Just over a century ago, artists in Europe began to jettison figurative painting in favor of abstraction. What motivated this shift, and how have subsequent artists and critics understood the social and aesthetic significance of abstract work? How have lines and color come to carry meanings beyond their immediate form? This seminar will explore these questions through attention to a range of abstract painting in both Europe and the US, as well as to critical discourses around it.
The Covid pandemic led us to ask how the behavior of an individual depends on its interactions with others, and how its actions then change the rest of the system: each person’s decision to wear a mask, get vaccinated, or go to a crowded bar, influences the course of the pandemic, not just that person’s own chances of infection. Collective behavior of this sort manages to operate without central control, using only interactions of individual participants. It is widespread in nature, from brains to ant colonies. This seminar examines the question, so fundamental throughout biology: how do interactions among individuals — genes, neurons, ants, elephants — generate collective behavior?
One area of human competence, as yet unmatched by machines, is “social knowledge” — commonsense reasoning about the goals, preferences, and actions of others. Interestingly, human infants are able to make rich and abstract generalizations about their social environment as early as their first year of life. In this seminar we explore infants’ social knowledge and ask how the abilities of infants can inform the design of socially aware AI systems.
China has been rising, economically and militarily, for decades. China’s increasing power, coupled with its repression of dissidents at home and military threats against Taiwan and others abroad, have heightened US concerns that China poses a dangerous and perhaps imminent threat to its security and vital interests. To analyze this situation, we turn to theories of geopolitical stability proposed by political scientists to study the dynamics and consequences of challenges to traditionally dominant powers. We find that competing theories — for example, “balance of power” and “hegemonic stability” — differ in their analyses of the current situation and its implications for US policy toward China.
Economic inequality has become a subject of public interest and debate, from executive compensation to Universal Basic Income. Do disparities of income and wealth contribute to a more efficient economy, or the opposite? How should inequality be measured, when is it excessive? At the personal level, what attitudes do individuals express about inequality, and what impact does perceived inequality have on their actual economic behavior? In this seminar we study tools and models used by economists to study these questions.

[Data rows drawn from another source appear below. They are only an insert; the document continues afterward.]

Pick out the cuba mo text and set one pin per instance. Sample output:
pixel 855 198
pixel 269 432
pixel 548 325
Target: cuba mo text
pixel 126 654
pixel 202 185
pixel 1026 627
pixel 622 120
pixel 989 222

What is the relationship between value and action? If performing some act would be good for you or others, is that reason enough to think it is the right thing to do? Or are there other kinds of reasons that bear on the morality of an act, distinct from how good or bad its outcomes would be? This seminar explores these questions of normative ethics, a branch of moral philosophy. We will consider certain well-known examples, both real and hypothetical, and learn from classic and contemporary philosophers about how there can be better and worse reasoning regarding moral matters.
The 2020 presidential order requiring “classical architecture” in Federal buildings — and its subsequent revocation in 2021 — have highlighted current controversies about the meaning of public buildings and spaces. Not surprisingly, this is a topic with a long and nuanced history. This seminar will explore the civic meaning of architectural choices in both contemporary society and earlier times.

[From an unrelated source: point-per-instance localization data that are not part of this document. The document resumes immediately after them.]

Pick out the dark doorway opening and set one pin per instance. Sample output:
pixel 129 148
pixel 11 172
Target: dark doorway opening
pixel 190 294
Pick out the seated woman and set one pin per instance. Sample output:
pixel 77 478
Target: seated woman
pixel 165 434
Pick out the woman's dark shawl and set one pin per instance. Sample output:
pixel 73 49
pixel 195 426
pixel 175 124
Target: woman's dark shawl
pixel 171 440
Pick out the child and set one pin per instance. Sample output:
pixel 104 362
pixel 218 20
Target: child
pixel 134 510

The muon, one of the fundamental building blocks of subatomic particles, is back in the news again because of its quantum interactions with electricity and magnetism and its anomalous magnetic moment, or simply “g-2”. In this seminar we discuss how the measurement of g-2 provides a window into the search for new particles and fundamental forces, and the potential implications of recent experiments revealing discrepancies with the Standard Model of particle physics.
Over the years, experimental findings in Psychology have found their way into public awareness and have become broadly accepted as fact. Some of these findings have later come under scrutiny because of failed efforts to reproduce the results. Examples include well-known studies on self control (the Marshmallow Experiment) and on learning styles. What underlies the “crisis of reproducibility”? And what should the public know to maintain a proper balance of trust and skepticism in Social Science findings?

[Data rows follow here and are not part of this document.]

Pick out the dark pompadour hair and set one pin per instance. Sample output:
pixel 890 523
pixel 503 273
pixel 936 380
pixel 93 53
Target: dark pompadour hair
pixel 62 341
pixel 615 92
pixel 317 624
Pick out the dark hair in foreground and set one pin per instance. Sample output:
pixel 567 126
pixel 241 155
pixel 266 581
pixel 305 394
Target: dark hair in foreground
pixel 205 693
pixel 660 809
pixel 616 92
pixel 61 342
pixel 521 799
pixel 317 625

Artificial manipulation of DNA, with its attendant promise and choices, is now a reality. This technology is made possible by insights into a natural process that occurs within every functioning cell. Every day a human cell is subject to approximately 70,000 lesions from various sources. Cells have amazing mechanisms to almost always repair these lesions, and damage to DNA that goes unrepaired contributes directly to cancer and aging. We’ll look at how these natural mechanisms of DNA breakage and repair lead directly to modern methods that intentionally break DNA at defined locations and then repair it in a targeted way to provide cells with new or augmented functions.
Is the world we perceive around us really there? How can we tell the difference between appearance and reality? These are questions at the heart of what philosophers call “The Problem of the External World.” We’ll look at why these questions are taken seriously in the field of epistemology, and look at how skepticism challenges our everyday thoughts about reality. Toward the end, we’ll ask whether reality matters for our actions.
Why do democracies break down? This question is at the heart of contemporary concern about the prospects for democracies around the world. Is it cultural, a consequence of changing norms? Or is it institutional, a problem in the way our political systems divide power and channel conflict? We’ll look closely at these alternative explanations and at the methods that political scientists are developing to measure democratic breakdown and validate competing theories.